A federal appeals court recently found that an employer’s decision to terminate an employee the day she returned from maternity leave was not discriminatory. During her leave, the employer discovered both substantive deficiencies in the employee’s performance and falsifications in her employment application to the company. The appeals court concluded that the timing of the employer’s termination was “unfortunate.” Still, the court found “no fault” in the employer’s decision, and noted that it had “no authority to interfere in” a justified personnel matter, “however unwise or unfair” it might seem to be.
The decision reinforces the idea that taking a protected leave does not insulate an employee from termination in all cases. However, the case also is a reminder that the perceived unfairness associated with a termination so close in time to protected leave often will result in a lawsuit.
Employers should be very cautious when considering the termination of an employee who has taken a protected leave or if they have engaged in other protected activity.

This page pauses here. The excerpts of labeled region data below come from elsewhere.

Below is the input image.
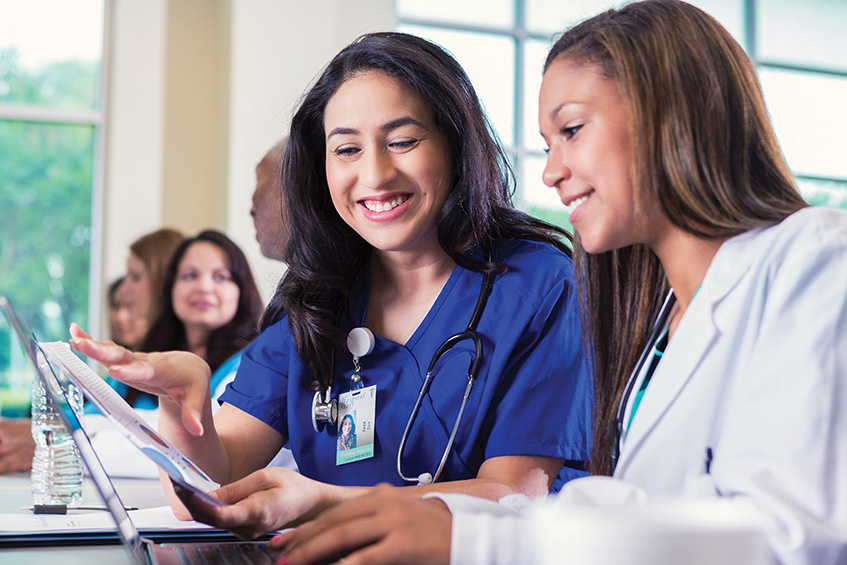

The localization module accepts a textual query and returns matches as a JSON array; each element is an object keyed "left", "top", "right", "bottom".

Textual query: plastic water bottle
[{"left": 32, "top": 377, "right": 83, "bottom": 506}]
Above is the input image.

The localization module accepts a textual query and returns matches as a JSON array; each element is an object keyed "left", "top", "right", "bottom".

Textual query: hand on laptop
[
  {"left": 271, "top": 486, "right": 453, "bottom": 565},
  {"left": 70, "top": 324, "right": 211, "bottom": 436},
  {"left": 180, "top": 467, "right": 352, "bottom": 540}
]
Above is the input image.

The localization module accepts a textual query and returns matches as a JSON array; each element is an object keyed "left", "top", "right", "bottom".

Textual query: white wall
[
  {"left": 103, "top": 0, "right": 394, "bottom": 308},
  {"left": 227, "top": 0, "right": 394, "bottom": 299}
]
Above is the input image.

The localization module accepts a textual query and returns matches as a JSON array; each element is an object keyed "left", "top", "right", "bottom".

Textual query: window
[
  {"left": 396, "top": 0, "right": 847, "bottom": 227},
  {"left": 0, "top": 0, "right": 105, "bottom": 415}
]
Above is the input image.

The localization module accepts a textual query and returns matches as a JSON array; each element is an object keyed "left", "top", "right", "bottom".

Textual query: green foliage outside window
[{"left": 0, "top": 49, "right": 94, "bottom": 415}]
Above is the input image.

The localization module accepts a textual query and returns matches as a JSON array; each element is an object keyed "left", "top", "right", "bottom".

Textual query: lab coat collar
[{"left": 615, "top": 230, "right": 762, "bottom": 476}]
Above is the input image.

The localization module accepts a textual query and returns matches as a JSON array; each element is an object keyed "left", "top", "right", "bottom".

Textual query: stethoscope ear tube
[{"left": 612, "top": 289, "right": 676, "bottom": 472}]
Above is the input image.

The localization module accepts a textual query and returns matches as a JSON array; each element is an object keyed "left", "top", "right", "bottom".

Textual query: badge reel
[
  {"left": 312, "top": 327, "right": 376, "bottom": 433},
  {"left": 347, "top": 328, "right": 376, "bottom": 390}
]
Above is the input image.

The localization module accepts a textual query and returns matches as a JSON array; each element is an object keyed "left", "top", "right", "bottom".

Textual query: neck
[
  {"left": 371, "top": 247, "right": 456, "bottom": 295},
  {"left": 185, "top": 326, "right": 209, "bottom": 359},
  {"left": 653, "top": 228, "right": 725, "bottom": 317},
  {"left": 365, "top": 248, "right": 456, "bottom": 344}
]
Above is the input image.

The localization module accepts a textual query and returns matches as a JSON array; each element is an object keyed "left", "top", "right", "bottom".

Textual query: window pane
[
  {"left": 526, "top": 0, "right": 628, "bottom": 35},
  {"left": 759, "top": 68, "right": 847, "bottom": 179},
  {"left": 398, "top": 25, "right": 516, "bottom": 145},
  {"left": 523, "top": 41, "right": 551, "bottom": 151},
  {"left": 0, "top": 122, "right": 94, "bottom": 362},
  {"left": 797, "top": 178, "right": 847, "bottom": 210},
  {"left": 689, "top": 0, "right": 747, "bottom": 47},
  {"left": 396, "top": 0, "right": 515, "bottom": 27},
  {"left": 0, "top": 0, "right": 103, "bottom": 110},
  {"left": 756, "top": 0, "right": 847, "bottom": 71}
]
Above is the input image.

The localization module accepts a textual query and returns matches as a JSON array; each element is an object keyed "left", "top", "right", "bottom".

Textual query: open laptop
[{"left": 0, "top": 296, "right": 280, "bottom": 565}]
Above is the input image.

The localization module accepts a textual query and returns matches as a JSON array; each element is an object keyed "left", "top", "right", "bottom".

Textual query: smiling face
[
  {"left": 324, "top": 72, "right": 451, "bottom": 262},
  {"left": 171, "top": 241, "right": 241, "bottom": 342},
  {"left": 121, "top": 254, "right": 150, "bottom": 319},
  {"left": 109, "top": 282, "right": 147, "bottom": 349},
  {"left": 538, "top": 56, "right": 666, "bottom": 253}
]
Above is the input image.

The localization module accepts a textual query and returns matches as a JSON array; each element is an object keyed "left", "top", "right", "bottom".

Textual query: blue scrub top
[{"left": 220, "top": 240, "right": 592, "bottom": 490}]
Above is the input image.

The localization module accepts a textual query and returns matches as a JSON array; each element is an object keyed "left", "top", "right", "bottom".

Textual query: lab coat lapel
[{"left": 615, "top": 230, "right": 758, "bottom": 476}]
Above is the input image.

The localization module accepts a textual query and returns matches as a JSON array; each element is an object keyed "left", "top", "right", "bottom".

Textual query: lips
[
  {"left": 562, "top": 190, "right": 594, "bottom": 215},
  {"left": 359, "top": 194, "right": 412, "bottom": 213}
]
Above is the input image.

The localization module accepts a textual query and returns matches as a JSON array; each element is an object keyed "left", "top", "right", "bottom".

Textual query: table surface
[{"left": 0, "top": 473, "right": 173, "bottom": 565}]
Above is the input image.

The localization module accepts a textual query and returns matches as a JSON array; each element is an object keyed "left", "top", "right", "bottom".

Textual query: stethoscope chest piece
[{"left": 312, "top": 387, "right": 338, "bottom": 433}]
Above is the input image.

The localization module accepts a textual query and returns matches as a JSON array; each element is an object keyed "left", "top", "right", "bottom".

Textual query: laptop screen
[{"left": 0, "top": 296, "right": 149, "bottom": 564}]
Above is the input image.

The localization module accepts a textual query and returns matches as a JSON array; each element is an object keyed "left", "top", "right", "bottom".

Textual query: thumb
[
  {"left": 215, "top": 470, "right": 268, "bottom": 504},
  {"left": 182, "top": 402, "right": 204, "bottom": 437}
]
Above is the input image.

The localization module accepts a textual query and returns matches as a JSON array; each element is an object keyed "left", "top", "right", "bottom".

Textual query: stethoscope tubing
[
  {"left": 612, "top": 289, "right": 676, "bottom": 472},
  {"left": 397, "top": 266, "right": 494, "bottom": 484}
]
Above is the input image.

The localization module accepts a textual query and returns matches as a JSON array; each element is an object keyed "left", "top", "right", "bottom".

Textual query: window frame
[{"left": 0, "top": 0, "right": 112, "bottom": 335}]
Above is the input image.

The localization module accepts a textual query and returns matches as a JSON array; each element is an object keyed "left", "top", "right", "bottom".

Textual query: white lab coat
[{"left": 439, "top": 208, "right": 847, "bottom": 565}]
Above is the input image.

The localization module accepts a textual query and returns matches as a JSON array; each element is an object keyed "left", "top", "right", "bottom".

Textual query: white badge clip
[{"left": 347, "top": 327, "right": 376, "bottom": 390}]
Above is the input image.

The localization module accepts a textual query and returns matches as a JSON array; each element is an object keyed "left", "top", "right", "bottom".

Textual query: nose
[
  {"left": 541, "top": 143, "right": 571, "bottom": 189},
  {"left": 359, "top": 150, "right": 397, "bottom": 188},
  {"left": 194, "top": 273, "right": 215, "bottom": 292}
]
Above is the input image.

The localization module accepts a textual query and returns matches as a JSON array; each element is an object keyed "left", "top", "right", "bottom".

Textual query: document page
[{"left": 39, "top": 341, "right": 220, "bottom": 492}]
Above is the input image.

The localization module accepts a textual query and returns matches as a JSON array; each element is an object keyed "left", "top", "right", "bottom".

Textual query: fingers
[
  {"left": 286, "top": 516, "right": 388, "bottom": 565},
  {"left": 215, "top": 469, "right": 286, "bottom": 504},
  {"left": 71, "top": 330, "right": 132, "bottom": 372},
  {"left": 269, "top": 530, "right": 297, "bottom": 549},
  {"left": 70, "top": 322, "right": 91, "bottom": 339}
]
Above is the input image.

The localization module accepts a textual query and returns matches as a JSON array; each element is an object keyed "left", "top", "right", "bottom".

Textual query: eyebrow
[
  {"left": 326, "top": 116, "right": 426, "bottom": 139},
  {"left": 550, "top": 100, "right": 585, "bottom": 119}
]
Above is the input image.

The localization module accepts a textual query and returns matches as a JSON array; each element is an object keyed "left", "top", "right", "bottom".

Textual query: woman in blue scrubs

Where an employer has a good reason for termination that is supported by clear objective evidence, an employer may consider a termination during or immediately after protected leave.
However, be mindful of two other points: First, employee performance deficiencies alone rarely, if ever, will be a justifiable reason for termination immediately following return from protected leave. Don’t be distracted by that part of the decision. Second, even with objective evidence, such as the falsified employment application in this case, an employer could still be liable for discrimination or retaliation if, for example, other employees who had engaged in similar behavior were not terminated. You have to evaluate each situation carefully. The costs of a trial and appeal would be very high.